The second box has another great opportunity for optimization. Armed with the context information, targeted e-mails can be generated to increase the click-rate. Links that seem to be leading to interesting content, similar to your favorite reads, will get much higher click-through-rates – even better than Google AdWords. And, of course, the click rates can be measured and used to further improve targeting. Using automation techniques – just the same as you would when using marketing automation solutions for legitimate business.

The ransomware download can also be optimized to increase infection rates. It can be disguised as a tool, it can be a JS-file that the user is told to execute, it can be an MS Office macro downloader, and so on. The key is to make the user bypass all sanity checks and allow installation – and armed with the context information from earlier, it is much easier to shape the message, and the piggyback on established trust.

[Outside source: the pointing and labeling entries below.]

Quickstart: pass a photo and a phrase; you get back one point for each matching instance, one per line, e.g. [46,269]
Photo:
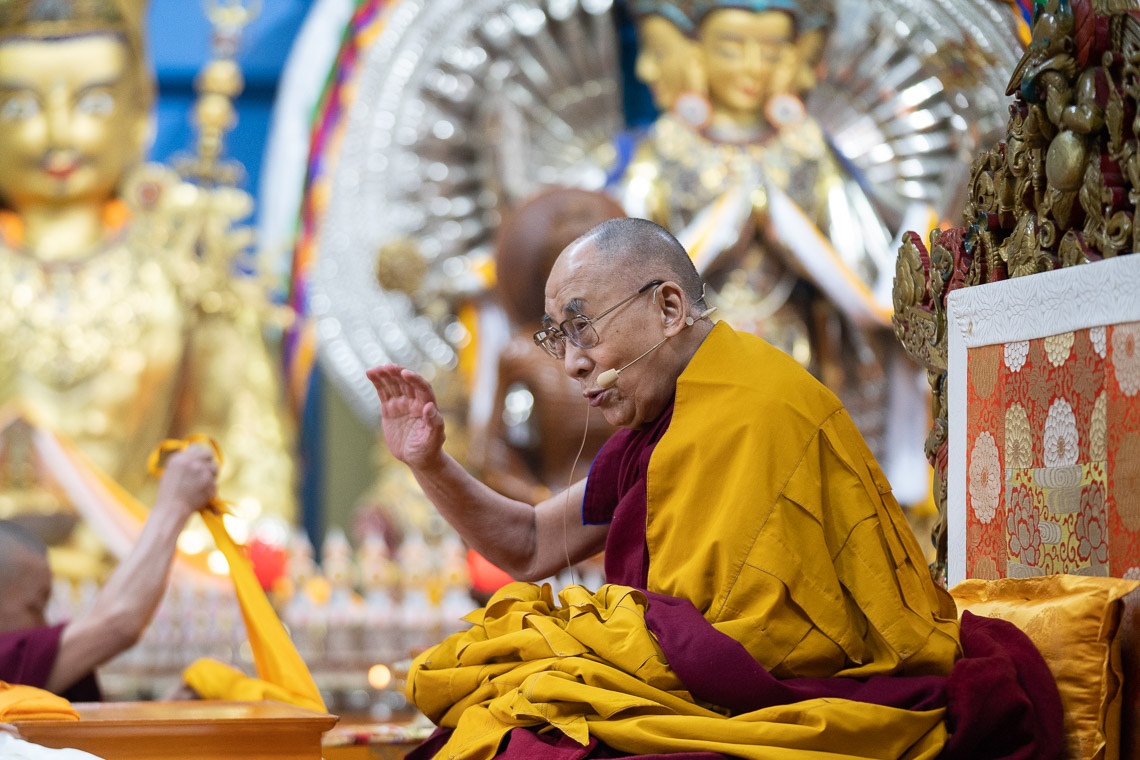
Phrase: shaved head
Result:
[637,248]
[25,578]
[14,536]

We could go on with this analysis – but the main point is that this is occurring, and the criminals using these techniques are the same organized crime groups that deal in illegal weapons, drugs and human trafficking. They are sophisticated operators abusing our natural instinct to trust things we feel are useful to us.

To counter this, we need to be just as systematic and smart about things on our side too. Baseline security will take you a long way but you also need to keep the people processes up to date in order to reduce the exposure to optimized malware supply chains.